From a mockably expensive signing to one of the league’s best players, popular opinion of Sadio Mane has changed drastically in just a few months. Liverpool have grown dependent on the former Southampton livewire, as was evident when he was away at the African Cup of Nations with Senegal.
Jurgen Klopp has seen his Liverpool team wane. From their dazzling, electric football of earlier in the season that made them Chelsea’s greatest threat, they are now floundering with the rest of the chasing pack and look unlikely to finish in the top four. An inability to defend against counter-attacks or break down low-block defences has been the bane of Liverpool’s 2017 to date.
The one answer to their problems has supposedly been Mane.
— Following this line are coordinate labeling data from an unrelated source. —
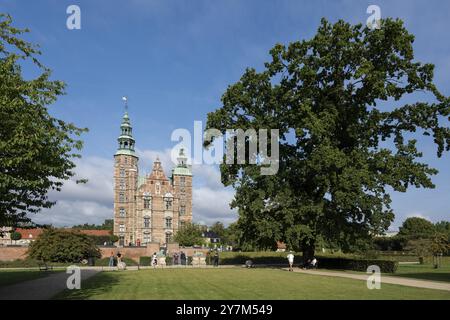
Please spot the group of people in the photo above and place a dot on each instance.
(308, 264)
(116, 260)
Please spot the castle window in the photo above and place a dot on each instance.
(168, 203)
(146, 222)
(147, 202)
(168, 237)
(169, 223)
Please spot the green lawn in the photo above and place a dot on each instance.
(424, 272)
(12, 276)
(235, 283)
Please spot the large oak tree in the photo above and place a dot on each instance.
(36, 149)
(346, 106)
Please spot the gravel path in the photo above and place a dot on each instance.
(41, 289)
(384, 279)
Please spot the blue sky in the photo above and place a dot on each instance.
(174, 60)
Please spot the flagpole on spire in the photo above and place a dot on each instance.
(125, 100)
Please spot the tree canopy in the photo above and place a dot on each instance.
(348, 115)
(36, 149)
(416, 227)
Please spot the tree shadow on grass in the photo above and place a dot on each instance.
(431, 276)
(98, 284)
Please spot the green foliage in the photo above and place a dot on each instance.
(36, 149)
(416, 228)
(189, 234)
(356, 264)
(63, 246)
(420, 247)
(327, 97)
(443, 227)
(386, 266)
(396, 243)
(16, 236)
(108, 224)
(104, 262)
(440, 245)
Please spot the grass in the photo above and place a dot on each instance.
(235, 284)
(424, 272)
(9, 277)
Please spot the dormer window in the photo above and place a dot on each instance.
(147, 202)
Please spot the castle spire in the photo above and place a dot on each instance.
(126, 140)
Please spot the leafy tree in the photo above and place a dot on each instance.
(108, 224)
(416, 227)
(421, 248)
(189, 234)
(346, 134)
(443, 227)
(440, 245)
(36, 149)
(58, 245)
(15, 236)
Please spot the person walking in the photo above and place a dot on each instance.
(111, 260)
(290, 257)
(216, 259)
(154, 260)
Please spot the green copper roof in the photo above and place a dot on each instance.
(182, 171)
(141, 180)
(126, 152)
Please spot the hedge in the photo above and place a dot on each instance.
(386, 266)
(145, 261)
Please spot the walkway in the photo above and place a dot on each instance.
(384, 279)
(42, 288)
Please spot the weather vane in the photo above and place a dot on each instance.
(125, 100)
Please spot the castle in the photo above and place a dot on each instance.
(148, 208)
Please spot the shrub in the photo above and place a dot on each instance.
(386, 266)
(397, 243)
(104, 262)
(356, 264)
(145, 261)
(63, 246)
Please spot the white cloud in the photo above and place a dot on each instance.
(68, 213)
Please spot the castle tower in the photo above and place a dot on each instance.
(182, 186)
(125, 184)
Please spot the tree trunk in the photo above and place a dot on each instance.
(308, 251)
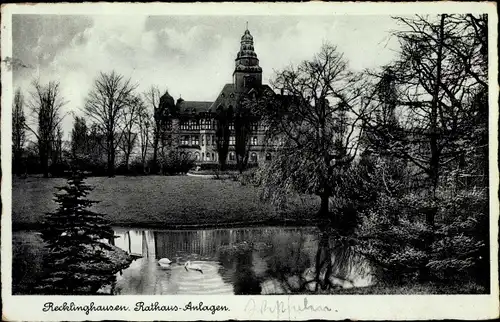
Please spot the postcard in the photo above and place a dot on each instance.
(249, 161)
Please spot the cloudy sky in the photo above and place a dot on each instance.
(192, 56)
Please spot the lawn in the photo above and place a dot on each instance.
(161, 201)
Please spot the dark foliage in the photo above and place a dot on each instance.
(76, 262)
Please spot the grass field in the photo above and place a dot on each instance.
(160, 201)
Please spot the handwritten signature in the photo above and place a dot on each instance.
(283, 308)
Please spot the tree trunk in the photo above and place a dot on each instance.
(325, 202)
(44, 161)
(155, 154)
(111, 158)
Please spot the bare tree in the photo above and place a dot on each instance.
(161, 107)
(318, 131)
(79, 138)
(46, 103)
(18, 131)
(106, 104)
(57, 146)
(128, 128)
(435, 78)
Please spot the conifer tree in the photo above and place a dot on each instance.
(78, 260)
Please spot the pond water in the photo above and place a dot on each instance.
(269, 260)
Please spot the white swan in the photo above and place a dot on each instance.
(194, 267)
(165, 262)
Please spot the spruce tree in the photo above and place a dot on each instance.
(78, 260)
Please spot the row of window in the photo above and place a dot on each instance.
(207, 124)
(231, 156)
(210, 140)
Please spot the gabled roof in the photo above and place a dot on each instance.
(189, 107)
(227, 97)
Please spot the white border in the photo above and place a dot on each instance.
(356, 307)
While he has not fixed everything that has gone wrong, his influence is still clear. He tore Spurs apart last weekend in a way that few players have done in recent seasons. For all the mistakes made tactically by Mauricio Pochettino, it was Mane’s presence that made Spurs look so abject, so incapable of defending properly. His pace is clearly what makes him so key for Liverpool, especially as Philippe Coutinho and Roberto Firmino are naturally not as willing to run beyond a defence.
It is that burst of pace, the lightening acceleration, which makes Mane such a joy to watch. He fits into Liverpool’s high pressing game as a result. He hounds opposition defenders in possession and disappears off their shoulder when a ball is played into the space behind them. He must be hideous to play against.
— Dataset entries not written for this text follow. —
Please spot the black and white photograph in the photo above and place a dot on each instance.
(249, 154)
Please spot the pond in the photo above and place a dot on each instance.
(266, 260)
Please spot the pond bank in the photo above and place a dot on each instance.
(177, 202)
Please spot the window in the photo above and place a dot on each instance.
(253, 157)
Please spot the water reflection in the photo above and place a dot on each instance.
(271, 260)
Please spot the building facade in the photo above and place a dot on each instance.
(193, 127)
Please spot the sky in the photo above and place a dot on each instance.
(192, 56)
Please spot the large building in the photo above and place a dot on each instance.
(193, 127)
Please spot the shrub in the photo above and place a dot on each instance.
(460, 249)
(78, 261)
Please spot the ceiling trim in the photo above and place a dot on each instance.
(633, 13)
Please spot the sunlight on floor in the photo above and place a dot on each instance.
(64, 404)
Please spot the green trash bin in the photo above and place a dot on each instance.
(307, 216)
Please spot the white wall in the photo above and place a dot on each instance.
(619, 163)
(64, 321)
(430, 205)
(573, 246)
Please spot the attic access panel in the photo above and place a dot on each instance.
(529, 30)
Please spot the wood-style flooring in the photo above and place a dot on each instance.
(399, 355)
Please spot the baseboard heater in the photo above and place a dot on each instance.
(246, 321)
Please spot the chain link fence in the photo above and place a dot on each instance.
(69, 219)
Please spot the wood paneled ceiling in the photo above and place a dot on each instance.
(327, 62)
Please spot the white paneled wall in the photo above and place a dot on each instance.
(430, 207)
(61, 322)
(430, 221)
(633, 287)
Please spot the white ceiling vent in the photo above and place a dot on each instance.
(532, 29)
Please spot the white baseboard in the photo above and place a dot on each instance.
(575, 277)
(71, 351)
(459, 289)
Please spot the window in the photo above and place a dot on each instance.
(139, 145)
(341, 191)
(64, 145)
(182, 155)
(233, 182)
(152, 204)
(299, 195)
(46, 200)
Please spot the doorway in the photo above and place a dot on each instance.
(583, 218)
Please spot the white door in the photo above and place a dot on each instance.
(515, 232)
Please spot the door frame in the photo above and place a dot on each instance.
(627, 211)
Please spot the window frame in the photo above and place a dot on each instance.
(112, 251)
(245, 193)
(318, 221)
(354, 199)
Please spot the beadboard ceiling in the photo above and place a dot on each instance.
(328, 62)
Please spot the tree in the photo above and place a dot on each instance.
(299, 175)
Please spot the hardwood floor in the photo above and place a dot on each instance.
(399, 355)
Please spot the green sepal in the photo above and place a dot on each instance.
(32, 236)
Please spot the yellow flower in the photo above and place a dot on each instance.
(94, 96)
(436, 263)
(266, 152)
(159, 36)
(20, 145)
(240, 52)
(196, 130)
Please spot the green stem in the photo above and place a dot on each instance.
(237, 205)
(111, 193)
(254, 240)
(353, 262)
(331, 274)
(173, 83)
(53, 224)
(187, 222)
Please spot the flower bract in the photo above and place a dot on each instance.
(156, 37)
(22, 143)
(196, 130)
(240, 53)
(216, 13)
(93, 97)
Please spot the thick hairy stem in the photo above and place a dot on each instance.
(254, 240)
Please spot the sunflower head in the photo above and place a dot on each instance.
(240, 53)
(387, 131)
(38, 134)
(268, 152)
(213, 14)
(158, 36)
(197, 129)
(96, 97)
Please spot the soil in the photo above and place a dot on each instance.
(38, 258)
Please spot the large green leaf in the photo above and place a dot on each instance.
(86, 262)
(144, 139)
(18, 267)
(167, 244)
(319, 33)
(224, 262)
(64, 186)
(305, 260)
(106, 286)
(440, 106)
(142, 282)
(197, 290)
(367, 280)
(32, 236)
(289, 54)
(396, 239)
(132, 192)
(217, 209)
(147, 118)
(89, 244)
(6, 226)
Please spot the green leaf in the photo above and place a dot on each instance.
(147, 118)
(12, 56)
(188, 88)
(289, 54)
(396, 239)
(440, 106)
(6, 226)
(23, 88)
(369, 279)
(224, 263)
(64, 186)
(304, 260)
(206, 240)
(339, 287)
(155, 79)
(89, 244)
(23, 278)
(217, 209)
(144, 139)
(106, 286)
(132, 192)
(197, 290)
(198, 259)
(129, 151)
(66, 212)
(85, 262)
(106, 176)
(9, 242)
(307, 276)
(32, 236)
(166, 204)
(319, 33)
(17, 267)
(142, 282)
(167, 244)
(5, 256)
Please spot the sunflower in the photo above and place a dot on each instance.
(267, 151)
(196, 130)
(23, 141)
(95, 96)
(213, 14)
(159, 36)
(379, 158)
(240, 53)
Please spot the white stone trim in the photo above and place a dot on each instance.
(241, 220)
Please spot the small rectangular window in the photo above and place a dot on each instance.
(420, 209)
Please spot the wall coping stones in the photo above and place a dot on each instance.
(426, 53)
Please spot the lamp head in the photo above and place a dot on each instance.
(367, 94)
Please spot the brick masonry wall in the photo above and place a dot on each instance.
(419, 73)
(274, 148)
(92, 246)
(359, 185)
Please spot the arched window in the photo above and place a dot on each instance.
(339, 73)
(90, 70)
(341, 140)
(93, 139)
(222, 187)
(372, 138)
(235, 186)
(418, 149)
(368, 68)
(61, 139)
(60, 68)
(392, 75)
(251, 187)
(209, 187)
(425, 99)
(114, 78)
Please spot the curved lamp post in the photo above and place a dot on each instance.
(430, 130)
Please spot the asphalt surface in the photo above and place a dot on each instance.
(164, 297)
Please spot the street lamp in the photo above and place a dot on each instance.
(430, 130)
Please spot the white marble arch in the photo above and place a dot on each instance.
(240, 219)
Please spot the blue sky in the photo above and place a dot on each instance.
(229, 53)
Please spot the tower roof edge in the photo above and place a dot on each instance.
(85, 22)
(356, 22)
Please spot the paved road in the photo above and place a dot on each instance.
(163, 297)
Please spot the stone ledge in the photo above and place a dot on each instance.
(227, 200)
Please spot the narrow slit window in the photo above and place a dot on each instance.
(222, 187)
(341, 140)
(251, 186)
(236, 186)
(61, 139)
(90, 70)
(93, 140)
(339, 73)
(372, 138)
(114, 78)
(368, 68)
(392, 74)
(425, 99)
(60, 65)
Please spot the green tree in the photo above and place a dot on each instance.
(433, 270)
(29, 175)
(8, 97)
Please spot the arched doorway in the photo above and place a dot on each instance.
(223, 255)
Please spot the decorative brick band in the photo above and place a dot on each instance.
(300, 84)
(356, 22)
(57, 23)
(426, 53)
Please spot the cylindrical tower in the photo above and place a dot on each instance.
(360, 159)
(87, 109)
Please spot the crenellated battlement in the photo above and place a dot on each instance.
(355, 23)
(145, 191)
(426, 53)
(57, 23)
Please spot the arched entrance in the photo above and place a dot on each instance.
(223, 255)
To put his importance solely down to his speed, though, is to do him a disservice. Daniel Sturridge and Divock Origi are both fast – albeit not quite as rapid as Mane – but they do not have the same impact on Liverpool’s forward line. It’s his intelligence that sets him apart. The timing of his runs and the collective understanding he has with his teammates is part of what makes him such a vital cog. He has attacking instincts which, when combined with his physical attributes, make for quite a threat. A knack of knowing where the ball will drop and being able to beat anyone to the ball makes him a terror.
While Coutinho will occasionally drift wide, Mane holds width more naturally as he has played as a winger for much of his career, offering his side a different option. He knows when to drift inside and run the channel between the opposition’s left-sided centre back and left-back, but he also will go to the touchline to create room centrally. Having loaned out Lazar Markovic, Liverpool lack natural width in the final third, without Mane they become congested centrally.
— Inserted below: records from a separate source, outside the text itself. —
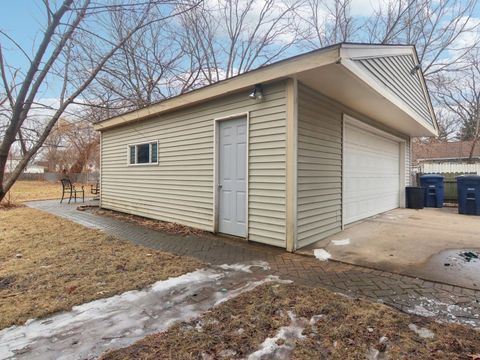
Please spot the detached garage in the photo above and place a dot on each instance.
(284, 155)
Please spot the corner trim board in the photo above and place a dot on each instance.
(291, 165)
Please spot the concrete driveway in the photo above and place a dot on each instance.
(433, 244)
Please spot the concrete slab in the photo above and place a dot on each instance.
(426, 243)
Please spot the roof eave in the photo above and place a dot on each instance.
(281, 70)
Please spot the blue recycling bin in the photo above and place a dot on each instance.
(434, 190)
(468, 189)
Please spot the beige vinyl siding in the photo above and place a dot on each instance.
(408, 162)
(319, 168)
(395, 73)
(180, 188)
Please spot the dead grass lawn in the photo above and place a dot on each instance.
(158, 225)
(347, 329)
(34, 190)
(48, 264)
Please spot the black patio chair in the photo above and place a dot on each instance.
(69, 189)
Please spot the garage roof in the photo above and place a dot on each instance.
(372, 79)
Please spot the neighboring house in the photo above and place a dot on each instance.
(283, 155)
(29, 169)
(446, 157)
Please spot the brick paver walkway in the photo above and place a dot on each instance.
(444, 302)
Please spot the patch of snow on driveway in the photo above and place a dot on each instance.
(342, 242)
(322, 254)
(106, 324)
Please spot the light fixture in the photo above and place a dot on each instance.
(257, 92)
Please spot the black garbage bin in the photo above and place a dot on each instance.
(468, 189)
(415, 197)
(434, 191)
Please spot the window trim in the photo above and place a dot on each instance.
(149, 153)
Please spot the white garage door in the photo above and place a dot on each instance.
(371, 173)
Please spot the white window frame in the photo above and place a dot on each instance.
(150, 163)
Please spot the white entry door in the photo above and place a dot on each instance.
(232, 181)
(371, 173)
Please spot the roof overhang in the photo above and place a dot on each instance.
(331, 71)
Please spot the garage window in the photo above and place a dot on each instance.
(143, 154)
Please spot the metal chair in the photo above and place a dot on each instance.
(71, 191)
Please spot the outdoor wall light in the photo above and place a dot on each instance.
(257, 92)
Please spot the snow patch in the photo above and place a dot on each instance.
(420, 310)
(446, 312)
(422, 332)
(118, 321)
(246, 267)
(342, 242)
(280, 346)
(322, 254)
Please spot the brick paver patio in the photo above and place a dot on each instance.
(441, 301)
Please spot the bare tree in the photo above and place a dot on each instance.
(228, 37)
(460, 94)
(437, 29)
(73, 50)
(324, 22)
(144, 68)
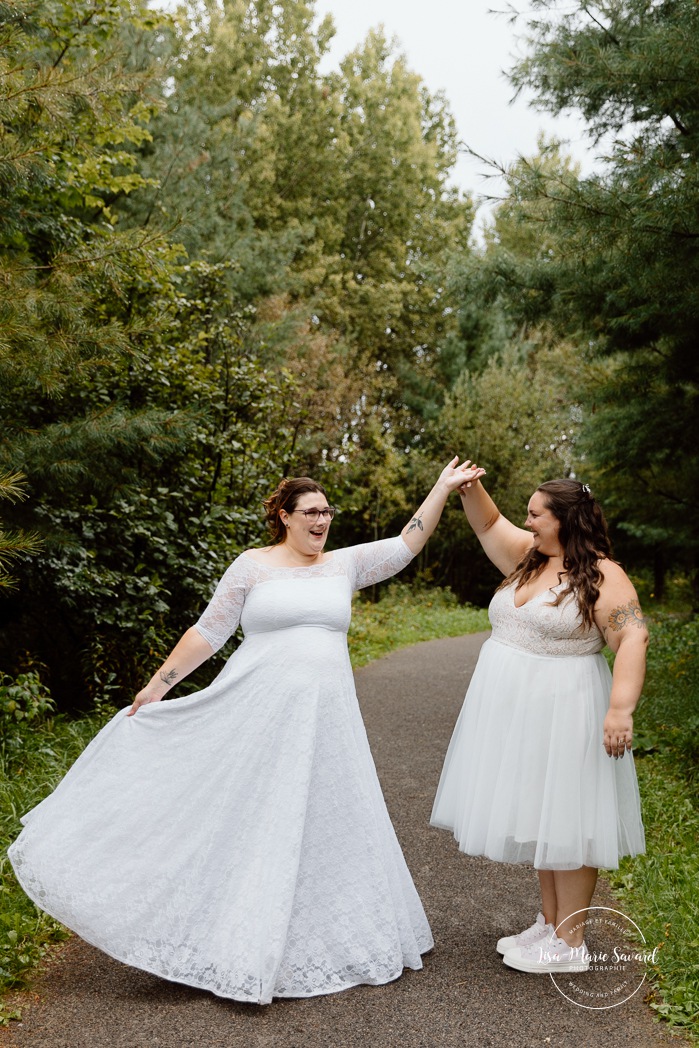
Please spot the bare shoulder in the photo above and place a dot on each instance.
(613, 573)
Although he was not signed as a solve-all to Liverpool’s problems, Mane has done a damn good job at doing just that. His role in the Liverpool team is far more complex than simply running beyond defences. He performs as a winger, he fills the gap of a striker at times and his goal scoring – which has seen him outscore Christian Benteke, Olivier Giroud and Eden Hazard this season – has been one of the keys to Liverpool’s success.
This summer Liverpool must find a plan B or a Mane mark two. In the meantime, they must hope he continues to score at a prolific rate and remains fully fit.